Her collaboration with León came after they met through a mutual friend. Their first project was the 2022 EP Amor en Los Tiempos de Odio. The two reuniting again for "Calor" on Arepa felt like a given. "She invited me to work on something for the Arepa Mixtape. I pulled up no questions," León tells New Times via email. "MJ has a vision and sticks to it, and I think people are inspired by that. She also goes out of her way to empower other Miami female producers, and I think that's very important."

In addition to León and INVT's contributions, Arepa Mixtape's ten tracks feature collaborations with Ana Macho, a trans and nonbinary artist from Puerto Rico; Dominican producer Móry; and neoperreo artist Ms. Nina.

"I would call neoperreo more an underground femme reggaeton scene," Nebreda explains. "It was natural — these were the girls. It wasn't femme only on the mixtape, and I don't know if I fit into one sound. There's an intensity in the rhythms that can manifest in all different ways. And I'm trying to learn all these sounds."

Regarding Miami's music scene, Nebreda says, "It's one huge community now, and that's almost what I'm also exploring in the album. It's like a lot of all the artists are independent, and all the artists like La Goony Chonga and Ms.

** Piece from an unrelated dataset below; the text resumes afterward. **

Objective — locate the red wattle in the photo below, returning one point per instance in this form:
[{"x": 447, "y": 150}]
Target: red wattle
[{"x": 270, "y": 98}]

Nina, they all kind of come from these movements that are outside the normal spectrum of what's accepted."

"I feel that Nebreda is part of this greater ecosystem, but she is really one of the more promising voices within it," Herrera adds. "One thing that I appreciate about MJ is her vocal style — how she gives this coy, breathy spin on the reggaeton voice. It very much echoes Glory and Jenny La Sexy Voz, who were responsible for making these hooks that made reggaeton successful in the mid-2000s and weren't credited. I think it's part of the same genealogy. We're channeling that area, but MJ is front and center."

"What the people want, they are going to get," Nebreda says. "Arepa Mixtape was just the warm-up."